THERE are calls for an archaeological dig at the Silver Glen following the discovery of what could have been structures associated with mining.

The call comes from explorer and hobby video-maker Edward Burns who recently laid out his findings following a visit to the Ochils above Alva.

A walker and history enthusiast, the Glasgow man uploads videos to YouTube on his Ed Explores Scotland channel and believes he has discovered the remains of a row of buildings at the glen, which may be related to former mining works in the area.

The richest deposit of native silver ever be found on the British Isles, the glen takes its name from the silver that was mined there in the early 18th century.

Edward came across the remains this summer when he was in the area to shoot a video titled There's Silver in Them Thar Hills and was so intrigued he returned with a follow up in The Exploration of Structural Remains Near Alva's Silver Glen.

He told the Advertiser: “When I spotted the remains of the row of buildings it was immediately clear to me that that is what it was.

“Given its location so close to the silver mines and Silver Glen it was almost a no-brainer in that this quite simply had to be associated with the mines.”

Edward always wanted to be an archaeologist when he was young. And while that never happened, he did study the subject during his first year at Glasgow University many years ago.

He added: “Maybe now, as an old guy, I'm making up for lost time.”

The mine workings were owned by Sir John Erskine, who left his wife in charge when he joined the Jacobite uprising of 1715.

The silver mined was concealed at Alva House but the mine was later filled in during the aftermath of the failed uprising.

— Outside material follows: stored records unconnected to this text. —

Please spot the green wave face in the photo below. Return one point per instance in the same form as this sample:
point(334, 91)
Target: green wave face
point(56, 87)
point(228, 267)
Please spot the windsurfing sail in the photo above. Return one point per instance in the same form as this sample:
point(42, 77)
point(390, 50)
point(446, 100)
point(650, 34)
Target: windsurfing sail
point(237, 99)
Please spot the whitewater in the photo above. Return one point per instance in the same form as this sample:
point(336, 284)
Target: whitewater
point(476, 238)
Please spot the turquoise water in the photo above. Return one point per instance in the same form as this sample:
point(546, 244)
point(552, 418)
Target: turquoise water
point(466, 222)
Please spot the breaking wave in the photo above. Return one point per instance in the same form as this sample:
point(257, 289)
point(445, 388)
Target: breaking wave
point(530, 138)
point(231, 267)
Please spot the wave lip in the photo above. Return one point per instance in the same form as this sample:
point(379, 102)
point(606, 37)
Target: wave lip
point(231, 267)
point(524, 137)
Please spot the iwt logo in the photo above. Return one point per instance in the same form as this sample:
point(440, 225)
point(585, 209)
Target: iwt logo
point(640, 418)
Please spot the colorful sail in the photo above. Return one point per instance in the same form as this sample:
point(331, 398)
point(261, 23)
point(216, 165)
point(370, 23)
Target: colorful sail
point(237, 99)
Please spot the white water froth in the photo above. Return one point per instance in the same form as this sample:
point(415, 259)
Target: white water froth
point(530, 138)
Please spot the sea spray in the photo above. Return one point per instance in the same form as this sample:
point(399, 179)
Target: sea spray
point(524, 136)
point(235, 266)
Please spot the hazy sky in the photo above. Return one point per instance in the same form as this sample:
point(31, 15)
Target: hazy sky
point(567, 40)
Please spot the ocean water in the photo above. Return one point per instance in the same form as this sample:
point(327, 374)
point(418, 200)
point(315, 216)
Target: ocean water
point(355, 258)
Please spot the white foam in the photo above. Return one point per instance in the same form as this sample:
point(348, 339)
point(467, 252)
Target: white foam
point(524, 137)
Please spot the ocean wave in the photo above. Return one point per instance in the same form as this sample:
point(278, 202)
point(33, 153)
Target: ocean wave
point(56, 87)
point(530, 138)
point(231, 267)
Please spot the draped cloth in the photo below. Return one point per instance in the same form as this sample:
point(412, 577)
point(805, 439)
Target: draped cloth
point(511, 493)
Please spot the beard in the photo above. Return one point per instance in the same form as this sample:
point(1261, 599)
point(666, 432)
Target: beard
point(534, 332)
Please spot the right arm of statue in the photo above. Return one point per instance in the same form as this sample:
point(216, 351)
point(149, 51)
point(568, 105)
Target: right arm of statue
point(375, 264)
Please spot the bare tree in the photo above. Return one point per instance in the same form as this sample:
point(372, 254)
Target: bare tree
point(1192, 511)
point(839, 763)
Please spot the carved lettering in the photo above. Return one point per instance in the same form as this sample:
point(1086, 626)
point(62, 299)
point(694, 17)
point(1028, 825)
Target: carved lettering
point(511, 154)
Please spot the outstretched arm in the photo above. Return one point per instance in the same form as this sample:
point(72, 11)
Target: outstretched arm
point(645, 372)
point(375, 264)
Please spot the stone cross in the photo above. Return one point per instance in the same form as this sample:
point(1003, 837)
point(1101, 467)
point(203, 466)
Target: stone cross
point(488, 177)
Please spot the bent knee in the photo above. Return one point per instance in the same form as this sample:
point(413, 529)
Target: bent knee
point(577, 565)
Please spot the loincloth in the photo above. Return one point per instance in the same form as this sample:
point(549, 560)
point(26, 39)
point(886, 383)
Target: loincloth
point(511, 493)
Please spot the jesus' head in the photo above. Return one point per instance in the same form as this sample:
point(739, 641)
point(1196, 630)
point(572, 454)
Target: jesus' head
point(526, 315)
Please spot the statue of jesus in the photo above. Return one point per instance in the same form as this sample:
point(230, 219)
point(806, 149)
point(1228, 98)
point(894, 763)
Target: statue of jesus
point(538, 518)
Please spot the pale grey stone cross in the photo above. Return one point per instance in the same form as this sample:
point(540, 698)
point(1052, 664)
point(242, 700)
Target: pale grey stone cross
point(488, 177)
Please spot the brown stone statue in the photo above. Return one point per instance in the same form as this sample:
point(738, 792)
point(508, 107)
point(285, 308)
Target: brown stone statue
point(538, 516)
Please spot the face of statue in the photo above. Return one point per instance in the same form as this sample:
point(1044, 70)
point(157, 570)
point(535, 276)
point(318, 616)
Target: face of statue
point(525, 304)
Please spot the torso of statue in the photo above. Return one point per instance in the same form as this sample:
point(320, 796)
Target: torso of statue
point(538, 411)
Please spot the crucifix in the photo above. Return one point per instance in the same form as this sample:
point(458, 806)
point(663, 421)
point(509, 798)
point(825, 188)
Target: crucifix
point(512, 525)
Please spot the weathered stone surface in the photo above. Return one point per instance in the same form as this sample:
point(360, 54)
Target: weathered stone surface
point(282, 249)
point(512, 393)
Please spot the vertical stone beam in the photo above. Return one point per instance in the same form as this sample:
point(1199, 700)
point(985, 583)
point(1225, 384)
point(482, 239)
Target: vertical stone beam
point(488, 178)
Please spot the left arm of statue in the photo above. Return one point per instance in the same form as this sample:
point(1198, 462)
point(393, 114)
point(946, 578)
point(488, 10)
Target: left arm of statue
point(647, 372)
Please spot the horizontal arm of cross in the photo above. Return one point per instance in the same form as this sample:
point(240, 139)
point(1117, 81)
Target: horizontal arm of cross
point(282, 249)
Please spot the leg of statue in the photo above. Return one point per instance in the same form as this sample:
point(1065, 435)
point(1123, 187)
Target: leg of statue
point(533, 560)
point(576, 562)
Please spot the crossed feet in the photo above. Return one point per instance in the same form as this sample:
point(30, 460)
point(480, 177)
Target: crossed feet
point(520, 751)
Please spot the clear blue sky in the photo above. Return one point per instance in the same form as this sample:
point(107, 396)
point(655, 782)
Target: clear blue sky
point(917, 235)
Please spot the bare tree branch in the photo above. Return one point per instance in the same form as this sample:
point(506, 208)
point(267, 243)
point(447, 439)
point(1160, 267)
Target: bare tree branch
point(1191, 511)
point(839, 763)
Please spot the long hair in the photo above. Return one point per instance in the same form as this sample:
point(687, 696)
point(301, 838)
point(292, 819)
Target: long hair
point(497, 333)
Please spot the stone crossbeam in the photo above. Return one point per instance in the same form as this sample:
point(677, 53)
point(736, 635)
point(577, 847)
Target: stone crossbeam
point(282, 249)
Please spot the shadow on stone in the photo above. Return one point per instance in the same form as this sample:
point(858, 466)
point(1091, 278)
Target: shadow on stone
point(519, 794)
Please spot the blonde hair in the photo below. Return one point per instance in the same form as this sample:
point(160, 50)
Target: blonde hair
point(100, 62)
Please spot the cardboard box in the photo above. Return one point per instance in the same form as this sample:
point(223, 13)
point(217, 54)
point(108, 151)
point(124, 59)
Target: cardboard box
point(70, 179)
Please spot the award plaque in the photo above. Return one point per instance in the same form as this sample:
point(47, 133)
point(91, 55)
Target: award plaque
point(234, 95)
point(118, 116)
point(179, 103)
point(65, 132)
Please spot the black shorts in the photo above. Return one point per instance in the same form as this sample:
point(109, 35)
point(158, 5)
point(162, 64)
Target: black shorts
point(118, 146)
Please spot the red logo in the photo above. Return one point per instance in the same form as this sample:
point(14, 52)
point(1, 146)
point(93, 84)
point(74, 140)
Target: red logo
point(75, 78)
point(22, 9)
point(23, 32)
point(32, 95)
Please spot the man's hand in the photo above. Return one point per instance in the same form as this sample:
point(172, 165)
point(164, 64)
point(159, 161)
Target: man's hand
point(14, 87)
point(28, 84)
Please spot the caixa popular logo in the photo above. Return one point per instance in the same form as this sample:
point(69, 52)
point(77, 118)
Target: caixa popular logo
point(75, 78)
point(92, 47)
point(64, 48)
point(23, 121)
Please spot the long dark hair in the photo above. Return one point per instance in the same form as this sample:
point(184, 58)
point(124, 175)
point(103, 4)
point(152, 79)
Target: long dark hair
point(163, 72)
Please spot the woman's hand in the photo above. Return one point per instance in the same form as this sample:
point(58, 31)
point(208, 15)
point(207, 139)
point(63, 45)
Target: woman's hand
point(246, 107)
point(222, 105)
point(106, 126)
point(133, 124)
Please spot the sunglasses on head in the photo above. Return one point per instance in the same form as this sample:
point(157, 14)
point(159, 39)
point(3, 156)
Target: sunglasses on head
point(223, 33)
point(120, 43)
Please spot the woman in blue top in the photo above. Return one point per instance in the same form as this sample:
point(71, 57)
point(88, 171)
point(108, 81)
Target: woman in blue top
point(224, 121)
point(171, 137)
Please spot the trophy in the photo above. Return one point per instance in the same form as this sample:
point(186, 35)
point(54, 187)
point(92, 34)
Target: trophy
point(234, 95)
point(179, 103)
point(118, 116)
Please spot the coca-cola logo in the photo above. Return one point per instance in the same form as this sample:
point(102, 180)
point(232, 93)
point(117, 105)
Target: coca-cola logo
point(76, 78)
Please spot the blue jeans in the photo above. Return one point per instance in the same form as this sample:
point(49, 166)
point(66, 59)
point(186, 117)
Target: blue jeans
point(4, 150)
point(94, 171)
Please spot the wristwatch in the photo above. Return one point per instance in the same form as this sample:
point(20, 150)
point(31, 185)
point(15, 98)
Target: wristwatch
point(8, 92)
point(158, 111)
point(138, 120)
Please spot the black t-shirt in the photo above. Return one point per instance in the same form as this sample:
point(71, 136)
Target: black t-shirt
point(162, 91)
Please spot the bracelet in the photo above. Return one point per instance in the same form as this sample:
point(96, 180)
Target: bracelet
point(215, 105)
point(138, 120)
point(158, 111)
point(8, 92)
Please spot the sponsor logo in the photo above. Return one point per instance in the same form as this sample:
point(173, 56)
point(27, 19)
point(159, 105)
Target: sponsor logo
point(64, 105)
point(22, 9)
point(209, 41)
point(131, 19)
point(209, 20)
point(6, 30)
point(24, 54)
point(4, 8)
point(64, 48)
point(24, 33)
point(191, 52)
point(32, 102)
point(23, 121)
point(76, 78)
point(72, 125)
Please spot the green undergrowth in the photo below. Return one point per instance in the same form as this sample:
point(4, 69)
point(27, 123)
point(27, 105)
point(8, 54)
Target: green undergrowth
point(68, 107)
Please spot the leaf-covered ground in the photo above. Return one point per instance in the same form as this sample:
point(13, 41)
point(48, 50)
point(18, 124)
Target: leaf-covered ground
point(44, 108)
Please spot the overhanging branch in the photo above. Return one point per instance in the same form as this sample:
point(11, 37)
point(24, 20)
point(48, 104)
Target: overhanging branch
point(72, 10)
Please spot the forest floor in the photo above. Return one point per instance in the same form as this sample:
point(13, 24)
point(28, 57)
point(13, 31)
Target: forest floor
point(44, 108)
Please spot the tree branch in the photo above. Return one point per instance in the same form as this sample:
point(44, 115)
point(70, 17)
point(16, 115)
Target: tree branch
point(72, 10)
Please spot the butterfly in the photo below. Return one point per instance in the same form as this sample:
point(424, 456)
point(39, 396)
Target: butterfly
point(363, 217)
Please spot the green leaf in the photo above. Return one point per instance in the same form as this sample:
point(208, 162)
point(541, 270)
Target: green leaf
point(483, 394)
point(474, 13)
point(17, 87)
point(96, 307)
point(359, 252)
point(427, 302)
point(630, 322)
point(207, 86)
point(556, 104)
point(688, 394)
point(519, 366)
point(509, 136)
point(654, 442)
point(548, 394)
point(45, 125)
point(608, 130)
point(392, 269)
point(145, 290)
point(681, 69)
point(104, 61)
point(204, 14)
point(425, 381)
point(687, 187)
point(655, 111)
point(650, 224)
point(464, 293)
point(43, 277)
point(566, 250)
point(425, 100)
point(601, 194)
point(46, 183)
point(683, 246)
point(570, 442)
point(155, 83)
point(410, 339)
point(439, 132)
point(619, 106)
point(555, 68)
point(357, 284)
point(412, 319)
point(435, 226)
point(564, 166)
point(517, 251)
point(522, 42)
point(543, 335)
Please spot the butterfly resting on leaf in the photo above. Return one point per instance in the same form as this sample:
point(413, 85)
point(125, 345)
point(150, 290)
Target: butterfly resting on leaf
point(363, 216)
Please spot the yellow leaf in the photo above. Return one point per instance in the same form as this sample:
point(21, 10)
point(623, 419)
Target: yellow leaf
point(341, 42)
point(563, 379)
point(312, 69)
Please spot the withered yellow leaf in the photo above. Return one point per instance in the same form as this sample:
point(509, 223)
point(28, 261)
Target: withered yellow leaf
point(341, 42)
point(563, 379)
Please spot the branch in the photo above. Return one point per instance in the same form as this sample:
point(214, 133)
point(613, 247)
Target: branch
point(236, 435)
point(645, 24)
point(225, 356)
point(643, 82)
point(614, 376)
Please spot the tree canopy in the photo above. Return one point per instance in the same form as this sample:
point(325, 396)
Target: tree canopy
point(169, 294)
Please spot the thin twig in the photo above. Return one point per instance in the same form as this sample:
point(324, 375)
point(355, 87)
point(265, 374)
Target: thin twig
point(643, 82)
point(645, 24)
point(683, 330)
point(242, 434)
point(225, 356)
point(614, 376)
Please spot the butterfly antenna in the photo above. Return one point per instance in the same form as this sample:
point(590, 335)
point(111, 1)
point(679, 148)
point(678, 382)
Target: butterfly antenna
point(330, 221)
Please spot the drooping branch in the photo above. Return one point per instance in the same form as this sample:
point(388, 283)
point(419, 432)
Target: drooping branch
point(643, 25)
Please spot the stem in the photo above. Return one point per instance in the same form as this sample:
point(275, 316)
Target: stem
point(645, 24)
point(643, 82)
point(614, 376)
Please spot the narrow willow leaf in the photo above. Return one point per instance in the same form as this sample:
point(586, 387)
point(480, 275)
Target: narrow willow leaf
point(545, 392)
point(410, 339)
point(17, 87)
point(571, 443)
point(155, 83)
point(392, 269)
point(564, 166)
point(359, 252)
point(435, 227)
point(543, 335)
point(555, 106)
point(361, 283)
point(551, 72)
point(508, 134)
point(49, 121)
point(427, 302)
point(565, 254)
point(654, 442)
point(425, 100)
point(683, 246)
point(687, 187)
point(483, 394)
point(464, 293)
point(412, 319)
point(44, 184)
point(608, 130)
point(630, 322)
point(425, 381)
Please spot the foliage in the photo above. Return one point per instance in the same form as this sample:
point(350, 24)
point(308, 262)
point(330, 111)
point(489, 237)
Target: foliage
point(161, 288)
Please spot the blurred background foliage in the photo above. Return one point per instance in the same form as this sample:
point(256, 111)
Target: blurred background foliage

Turning attention back to the discovery, Edward said: “It can be difficult dating buildings and determining their age – hence the need for a dig – but my gut feeling is that they do indeed date to around the early 18th century and that first phase of operation in the silver mines.”

Following the uprising, Sir John would secure a pardon, on the condition he revealed all he knew about the mine and if he gave a tenth of the proceeds to the government and so the workings continued for some decades.

Video-maker Edward added: “I've contacted quite a few people in order to bring this to the attention of the authorities so that an archaeological dig can take place.

“The mining of silver in this area is quite an important part of Scotland's history, and any building associated with that will be equally important.

“I don't think it's really known where any buildings associated with the mine are located, but in my eyes this is it. Probably living-quarters for the miners, maybe storage, and perhaps even stabling.

“But only a dig will confirm all that.”